Review: Gaz Coombes’ ‘World’s Strongest Man’ a Brief Phase?




By DAN MACINTOSH

Gaz Coombes sure has changed since his days leading Supergrass in the early 1990s. Coombes is a grown adult now, and not the snotty kid he was then. He’s said World’s Strongest Man was inspired by Frank Ocean, among others. However, this is by no means just a white guy trying to do rythm and blues. It’s much more wide ranging than that.

The single “Deep Pockets,” for instance, is driven by a synth-pop-y groove, highlighted by Adrian Belew-like guitar fills. Coombes’ vocal contains a Thom Yorke world weariness. About the most Oceanic element running though this album is the falsetto vocal oftentimes applied, exemplified by “Walk the Walk.”

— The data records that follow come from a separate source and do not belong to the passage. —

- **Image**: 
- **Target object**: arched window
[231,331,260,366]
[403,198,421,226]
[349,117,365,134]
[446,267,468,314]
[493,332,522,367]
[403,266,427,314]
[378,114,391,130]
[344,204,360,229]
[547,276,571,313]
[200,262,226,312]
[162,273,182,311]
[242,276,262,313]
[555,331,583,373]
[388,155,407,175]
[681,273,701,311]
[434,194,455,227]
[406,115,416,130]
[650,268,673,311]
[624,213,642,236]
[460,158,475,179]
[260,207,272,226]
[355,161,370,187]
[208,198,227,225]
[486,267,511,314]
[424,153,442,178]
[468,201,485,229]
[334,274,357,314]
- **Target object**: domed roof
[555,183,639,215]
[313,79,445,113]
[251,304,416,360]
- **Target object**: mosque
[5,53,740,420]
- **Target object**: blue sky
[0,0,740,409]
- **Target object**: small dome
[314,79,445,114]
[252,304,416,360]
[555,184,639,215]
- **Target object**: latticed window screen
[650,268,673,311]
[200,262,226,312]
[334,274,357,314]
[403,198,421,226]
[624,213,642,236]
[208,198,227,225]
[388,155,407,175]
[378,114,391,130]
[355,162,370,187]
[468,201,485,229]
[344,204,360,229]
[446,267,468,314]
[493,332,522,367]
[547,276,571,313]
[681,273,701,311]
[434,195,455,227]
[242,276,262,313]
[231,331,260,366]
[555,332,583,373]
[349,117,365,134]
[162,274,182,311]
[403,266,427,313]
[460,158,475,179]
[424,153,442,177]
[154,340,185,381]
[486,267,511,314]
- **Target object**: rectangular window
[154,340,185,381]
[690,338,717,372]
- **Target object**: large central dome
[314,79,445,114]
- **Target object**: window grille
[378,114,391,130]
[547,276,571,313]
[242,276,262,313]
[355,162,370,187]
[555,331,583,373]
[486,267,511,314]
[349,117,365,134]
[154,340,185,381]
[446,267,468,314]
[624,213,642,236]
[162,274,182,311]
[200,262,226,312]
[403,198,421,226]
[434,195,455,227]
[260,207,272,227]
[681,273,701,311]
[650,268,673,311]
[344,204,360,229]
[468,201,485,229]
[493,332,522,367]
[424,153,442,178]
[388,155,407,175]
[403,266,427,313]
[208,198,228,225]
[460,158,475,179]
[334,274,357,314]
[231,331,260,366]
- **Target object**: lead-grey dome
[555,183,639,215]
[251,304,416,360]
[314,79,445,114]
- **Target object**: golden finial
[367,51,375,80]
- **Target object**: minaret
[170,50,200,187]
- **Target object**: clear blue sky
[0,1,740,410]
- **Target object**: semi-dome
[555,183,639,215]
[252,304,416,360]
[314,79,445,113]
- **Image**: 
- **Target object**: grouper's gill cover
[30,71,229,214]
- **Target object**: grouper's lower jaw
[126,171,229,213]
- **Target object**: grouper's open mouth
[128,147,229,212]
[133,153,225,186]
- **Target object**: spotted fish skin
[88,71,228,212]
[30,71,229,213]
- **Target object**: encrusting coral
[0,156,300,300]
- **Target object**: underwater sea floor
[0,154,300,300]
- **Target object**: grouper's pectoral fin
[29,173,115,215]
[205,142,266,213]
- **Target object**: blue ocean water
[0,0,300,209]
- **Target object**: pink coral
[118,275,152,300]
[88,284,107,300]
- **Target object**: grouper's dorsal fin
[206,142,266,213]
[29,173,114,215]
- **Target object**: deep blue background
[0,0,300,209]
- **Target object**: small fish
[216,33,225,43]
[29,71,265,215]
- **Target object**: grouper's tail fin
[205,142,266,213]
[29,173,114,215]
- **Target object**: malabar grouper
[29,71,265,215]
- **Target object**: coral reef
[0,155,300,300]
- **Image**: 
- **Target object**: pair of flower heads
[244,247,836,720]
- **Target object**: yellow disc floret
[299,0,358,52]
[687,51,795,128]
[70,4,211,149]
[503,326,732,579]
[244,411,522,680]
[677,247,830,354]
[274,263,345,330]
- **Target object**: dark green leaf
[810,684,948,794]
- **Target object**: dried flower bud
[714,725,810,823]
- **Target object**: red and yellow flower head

Radiohead comes to mind again with the electric piano-driven “Shit (I’ve Done It Again).” The track’s moody dirge feel leaves it sounding like something from Radiohead’s OK Computer. “Wounded Egos” features a children’s choir on the outro. The latter song’s introspection is representative of Coombe’s aim to delve deeply into emotional issues throughout the album.

World’s Strongest Man contains the thoughts and emotions of a maturing man. It’s a little melancholy in places because Coombes’ life has likely slowed down long enough for him to take stock of it. He finally breaks out with some honest-to-goodness rock and roll with “Vanishing Act,” which incorporates rapidly strummed electric guitar. Coombes can also be heard shouting, “I’m gonna get my fucking head straight!” It’s part rock song-part primal scream therapy session.

Coombes ends the album with “Weird Dreams.” It begins with a skittering groove, underneath layered backing vocals, and ends with the rhythm track dropping out and evolves into a moody ballad. At the very end, Coombes sings over just a piano and sounds a little like the late Harry Nilsson.

These songs on Gaz Coombes’ World’s Strongest Man suggest that aging can be depressing. Say it ain’t so, Gaz! Maybe this is just a phase. Let’s hope so.